I've experimented with a remote debugger interface using the USB hardware on these devices, and it is simply excellent, even in rudimentary form. With some extra polish, it could be the one-stop solution for all your N64 reverse engineering needs. (cen64 is nice in theory, but way too complex to be realized in the short term, unlike adding debugger facilities to actual hardware.)

The only problem is finding the time to work on such fun projects while having a life.

[aldelaro5]

@parasyte this is a bit annoying to do because the everdrive cost quite a lot and an emulator allows me to do things you can't on hardware that i badly need like savestates or frame advance.

however, tbh, considering nothing better is getting done as far as emulation go (cen64 will take years before being ready), if a nice gui debugger exist to interface with the everdrive, then i'll likely really consider it. i usually don't like to research on hardware, but this seems to be the only good solution.

[parasyte]

@aldelaro5 I think you underestimate the power of inline debuggers. Save states and frame stepping are exactly the kinds of things you can do with them. Cost is another matter, but I'll leave it up to you to decide how to spend your money (and time).

Anyway, let's take this chat off of the BizHawk issue tracker. I have some insights I can share with you about debugger developments on N64 hardware. You can reach me at jay@kodewerx.org

[micro500]

@aldelaro5 Another option that I use very often is the trace logger. Most of the time I find it to be a lot more useful than breakpoints and a debugger.
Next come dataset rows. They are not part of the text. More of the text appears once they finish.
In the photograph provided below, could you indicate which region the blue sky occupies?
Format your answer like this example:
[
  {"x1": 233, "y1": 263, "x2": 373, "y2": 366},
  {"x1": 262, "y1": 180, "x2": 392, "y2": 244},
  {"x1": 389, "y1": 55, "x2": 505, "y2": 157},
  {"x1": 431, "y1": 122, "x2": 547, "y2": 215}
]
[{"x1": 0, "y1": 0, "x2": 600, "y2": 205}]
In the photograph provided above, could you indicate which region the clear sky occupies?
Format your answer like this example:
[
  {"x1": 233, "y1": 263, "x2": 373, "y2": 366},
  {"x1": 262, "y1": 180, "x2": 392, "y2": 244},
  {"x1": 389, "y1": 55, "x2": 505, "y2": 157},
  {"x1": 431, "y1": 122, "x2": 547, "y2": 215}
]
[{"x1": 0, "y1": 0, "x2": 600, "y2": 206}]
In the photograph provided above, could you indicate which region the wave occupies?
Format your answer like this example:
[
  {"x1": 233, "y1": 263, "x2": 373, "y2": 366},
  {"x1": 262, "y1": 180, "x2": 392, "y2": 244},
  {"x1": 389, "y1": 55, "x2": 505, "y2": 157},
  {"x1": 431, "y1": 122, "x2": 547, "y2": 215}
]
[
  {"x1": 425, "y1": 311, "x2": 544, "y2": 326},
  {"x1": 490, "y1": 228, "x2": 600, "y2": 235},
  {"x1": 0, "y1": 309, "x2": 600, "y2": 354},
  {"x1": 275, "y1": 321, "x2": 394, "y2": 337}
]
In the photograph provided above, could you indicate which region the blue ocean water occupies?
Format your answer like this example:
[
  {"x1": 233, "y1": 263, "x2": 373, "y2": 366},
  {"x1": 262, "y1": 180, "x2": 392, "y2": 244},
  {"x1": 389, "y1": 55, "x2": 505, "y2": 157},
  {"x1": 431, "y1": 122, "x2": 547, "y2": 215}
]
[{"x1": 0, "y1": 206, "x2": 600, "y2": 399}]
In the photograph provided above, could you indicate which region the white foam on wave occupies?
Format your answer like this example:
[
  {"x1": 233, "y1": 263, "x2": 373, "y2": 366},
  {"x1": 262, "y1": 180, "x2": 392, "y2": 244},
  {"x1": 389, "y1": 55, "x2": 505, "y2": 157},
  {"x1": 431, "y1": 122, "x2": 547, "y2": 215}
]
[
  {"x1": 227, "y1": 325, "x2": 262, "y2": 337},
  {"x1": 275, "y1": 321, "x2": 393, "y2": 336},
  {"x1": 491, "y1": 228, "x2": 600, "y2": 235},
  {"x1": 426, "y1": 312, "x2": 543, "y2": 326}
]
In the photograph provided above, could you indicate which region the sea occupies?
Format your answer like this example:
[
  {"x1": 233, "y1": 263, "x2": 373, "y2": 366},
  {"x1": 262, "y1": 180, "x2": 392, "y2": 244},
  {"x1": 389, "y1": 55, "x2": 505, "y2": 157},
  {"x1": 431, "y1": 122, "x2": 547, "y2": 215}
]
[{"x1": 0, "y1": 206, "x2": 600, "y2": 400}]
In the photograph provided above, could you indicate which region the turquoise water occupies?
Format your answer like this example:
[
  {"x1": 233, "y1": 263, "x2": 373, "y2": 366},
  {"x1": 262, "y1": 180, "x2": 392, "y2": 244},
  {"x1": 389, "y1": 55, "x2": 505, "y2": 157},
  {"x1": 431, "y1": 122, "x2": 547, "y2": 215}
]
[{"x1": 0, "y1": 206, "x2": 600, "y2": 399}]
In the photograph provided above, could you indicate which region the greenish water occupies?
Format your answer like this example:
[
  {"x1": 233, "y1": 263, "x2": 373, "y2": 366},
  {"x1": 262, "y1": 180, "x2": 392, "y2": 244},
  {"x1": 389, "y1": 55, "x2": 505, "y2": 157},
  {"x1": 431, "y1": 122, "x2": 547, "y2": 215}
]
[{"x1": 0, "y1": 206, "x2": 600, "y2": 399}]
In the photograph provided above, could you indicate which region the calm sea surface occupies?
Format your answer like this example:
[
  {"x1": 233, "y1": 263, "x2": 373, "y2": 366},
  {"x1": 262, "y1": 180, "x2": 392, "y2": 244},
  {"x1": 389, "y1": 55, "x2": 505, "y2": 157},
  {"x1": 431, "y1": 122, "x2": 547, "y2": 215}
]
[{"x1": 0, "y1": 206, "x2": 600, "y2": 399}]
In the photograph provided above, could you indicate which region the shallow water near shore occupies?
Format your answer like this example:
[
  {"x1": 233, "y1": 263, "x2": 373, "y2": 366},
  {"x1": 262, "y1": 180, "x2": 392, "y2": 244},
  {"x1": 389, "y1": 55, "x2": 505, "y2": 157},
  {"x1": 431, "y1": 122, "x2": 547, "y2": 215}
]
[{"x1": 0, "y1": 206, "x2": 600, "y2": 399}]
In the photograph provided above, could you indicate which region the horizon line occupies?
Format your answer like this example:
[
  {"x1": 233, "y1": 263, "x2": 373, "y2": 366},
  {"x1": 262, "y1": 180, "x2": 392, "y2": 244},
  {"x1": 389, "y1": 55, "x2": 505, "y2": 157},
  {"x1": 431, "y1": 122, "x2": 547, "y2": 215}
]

Since I have the full list of executed instructions I can search for the spot that I am interested in and work backwards to find out how it got there (not possible in a lot of debuggers). I can also search for all instances of a store/fetch from a specific memory address and pick which instance I am interested in without having to step through multiple false breakpoint triggers. Plus I don't have to worry about misclicking and skipping the instance I want. I also combine this with static analysis in a tool like Binary Ninja. Using a combination of these I've had a lot of luck reverse engineering MK64 without the need for a debugger. I'm sure you could do the same with Mario Party.